If you don’t have the statutory presumption that the fear was reasonable (in a residence) the next hill to take is either there was a trespass or that you had a right to be where you were. Here the statutes again give you an easier route to establishing that your fear was reasonable.
I often, which means all the time, file a Stand Your Ground motion when the issue of self-defense is part of the case. Two reasons: first if your motion is denied you can immediately stay the proceedings and file an appeal. Now everything stops while the appellate court takes a few weeks to read the statute. Also your prosecutor may read it, which is in itself a rarity. Next, if there is only an issue of proof you may win because the burden is a low one: a mere preponderance (think 51%), not beyond a reasonable doubt. Add to that the standard for review is an abuse of discretion standard and you now have three appellate judges looking at who did what to whom and weighing in with an often-practical approach (no touch no foul no trial).
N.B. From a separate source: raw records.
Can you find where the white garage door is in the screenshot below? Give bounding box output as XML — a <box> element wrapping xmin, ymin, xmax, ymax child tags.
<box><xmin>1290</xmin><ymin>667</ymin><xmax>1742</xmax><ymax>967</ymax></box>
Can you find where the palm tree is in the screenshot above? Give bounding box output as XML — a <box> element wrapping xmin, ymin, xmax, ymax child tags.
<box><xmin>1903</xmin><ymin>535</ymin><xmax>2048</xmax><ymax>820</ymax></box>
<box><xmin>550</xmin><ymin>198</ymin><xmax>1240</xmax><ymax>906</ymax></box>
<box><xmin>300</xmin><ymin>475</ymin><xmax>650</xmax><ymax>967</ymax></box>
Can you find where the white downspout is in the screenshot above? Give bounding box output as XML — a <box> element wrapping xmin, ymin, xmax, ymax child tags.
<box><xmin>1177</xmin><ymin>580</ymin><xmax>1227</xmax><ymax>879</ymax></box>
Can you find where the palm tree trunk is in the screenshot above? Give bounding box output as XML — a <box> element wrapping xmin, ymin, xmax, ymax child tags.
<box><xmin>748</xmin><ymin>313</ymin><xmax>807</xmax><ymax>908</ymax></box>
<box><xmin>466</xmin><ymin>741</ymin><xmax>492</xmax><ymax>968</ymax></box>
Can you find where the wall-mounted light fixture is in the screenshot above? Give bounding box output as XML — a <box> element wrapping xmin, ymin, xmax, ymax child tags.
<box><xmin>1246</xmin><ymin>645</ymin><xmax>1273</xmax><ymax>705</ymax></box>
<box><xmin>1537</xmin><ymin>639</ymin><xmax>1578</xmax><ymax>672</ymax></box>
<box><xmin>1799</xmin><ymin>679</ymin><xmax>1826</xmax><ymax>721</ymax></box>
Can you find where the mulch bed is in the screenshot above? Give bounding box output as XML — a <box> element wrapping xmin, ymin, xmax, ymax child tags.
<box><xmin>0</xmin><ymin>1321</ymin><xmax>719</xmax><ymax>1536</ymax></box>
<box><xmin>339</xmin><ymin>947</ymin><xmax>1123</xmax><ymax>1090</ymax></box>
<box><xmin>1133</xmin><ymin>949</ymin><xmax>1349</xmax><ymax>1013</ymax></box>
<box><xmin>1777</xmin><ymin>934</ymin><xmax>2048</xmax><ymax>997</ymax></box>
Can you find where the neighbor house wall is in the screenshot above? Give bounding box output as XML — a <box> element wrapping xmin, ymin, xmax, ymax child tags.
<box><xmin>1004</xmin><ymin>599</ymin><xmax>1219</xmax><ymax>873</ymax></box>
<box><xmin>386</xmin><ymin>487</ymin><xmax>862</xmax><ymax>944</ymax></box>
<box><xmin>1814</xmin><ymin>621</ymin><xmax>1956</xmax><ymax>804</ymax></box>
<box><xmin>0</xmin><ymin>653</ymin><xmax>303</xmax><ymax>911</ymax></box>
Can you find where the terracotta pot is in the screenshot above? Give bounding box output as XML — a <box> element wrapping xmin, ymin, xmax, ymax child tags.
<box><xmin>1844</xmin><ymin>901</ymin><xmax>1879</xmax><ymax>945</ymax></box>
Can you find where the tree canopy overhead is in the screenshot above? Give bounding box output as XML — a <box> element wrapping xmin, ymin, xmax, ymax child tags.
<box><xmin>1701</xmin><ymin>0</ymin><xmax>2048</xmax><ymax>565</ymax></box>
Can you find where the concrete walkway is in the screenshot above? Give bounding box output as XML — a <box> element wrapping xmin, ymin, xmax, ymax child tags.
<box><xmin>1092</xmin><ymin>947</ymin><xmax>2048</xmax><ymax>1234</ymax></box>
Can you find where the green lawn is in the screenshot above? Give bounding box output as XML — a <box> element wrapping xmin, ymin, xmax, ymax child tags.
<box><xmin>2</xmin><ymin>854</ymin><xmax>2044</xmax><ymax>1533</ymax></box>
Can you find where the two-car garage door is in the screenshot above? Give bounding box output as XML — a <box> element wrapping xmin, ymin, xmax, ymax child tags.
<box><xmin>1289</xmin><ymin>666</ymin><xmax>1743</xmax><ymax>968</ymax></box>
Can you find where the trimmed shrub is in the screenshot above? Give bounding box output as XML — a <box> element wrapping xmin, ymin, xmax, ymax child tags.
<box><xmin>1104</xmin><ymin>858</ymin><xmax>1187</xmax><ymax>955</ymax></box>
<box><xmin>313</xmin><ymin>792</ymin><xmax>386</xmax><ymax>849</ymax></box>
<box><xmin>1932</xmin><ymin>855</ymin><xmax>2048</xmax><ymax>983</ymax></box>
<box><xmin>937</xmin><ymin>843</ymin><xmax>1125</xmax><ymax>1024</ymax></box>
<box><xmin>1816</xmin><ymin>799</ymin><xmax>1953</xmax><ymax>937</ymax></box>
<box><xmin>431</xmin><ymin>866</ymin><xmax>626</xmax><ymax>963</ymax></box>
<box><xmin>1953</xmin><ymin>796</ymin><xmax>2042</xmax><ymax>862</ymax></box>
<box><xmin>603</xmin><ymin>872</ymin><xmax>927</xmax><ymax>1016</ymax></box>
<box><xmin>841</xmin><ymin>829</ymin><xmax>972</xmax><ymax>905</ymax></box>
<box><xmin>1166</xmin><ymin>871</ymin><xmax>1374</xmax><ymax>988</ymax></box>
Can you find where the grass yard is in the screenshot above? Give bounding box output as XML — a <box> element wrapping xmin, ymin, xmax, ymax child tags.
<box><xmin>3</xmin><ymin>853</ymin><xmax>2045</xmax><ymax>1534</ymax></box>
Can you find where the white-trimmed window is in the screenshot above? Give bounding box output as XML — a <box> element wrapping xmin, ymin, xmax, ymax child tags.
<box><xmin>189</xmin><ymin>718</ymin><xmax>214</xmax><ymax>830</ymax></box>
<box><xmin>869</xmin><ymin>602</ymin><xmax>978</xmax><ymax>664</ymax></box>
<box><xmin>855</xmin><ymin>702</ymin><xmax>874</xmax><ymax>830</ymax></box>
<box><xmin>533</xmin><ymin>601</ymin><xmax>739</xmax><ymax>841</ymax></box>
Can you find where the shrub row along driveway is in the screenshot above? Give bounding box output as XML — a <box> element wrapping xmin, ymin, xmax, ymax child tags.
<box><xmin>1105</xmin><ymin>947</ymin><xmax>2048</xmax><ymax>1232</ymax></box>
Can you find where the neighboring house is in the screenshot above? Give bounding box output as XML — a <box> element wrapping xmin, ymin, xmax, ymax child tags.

Also the legal standard which applies to the trial judge’s findings is a goldmine for a well-prepared lawyer on appeal. Read a few cases on “competent and substantial” and you can drive a large truck through that standard on your way to having an appellate court let the case be dismissed without a trial. Another benefit of a Stand Your Ground motion is it gives the criminal defense lawyer a preview of the testimony they will have to rebut at trial.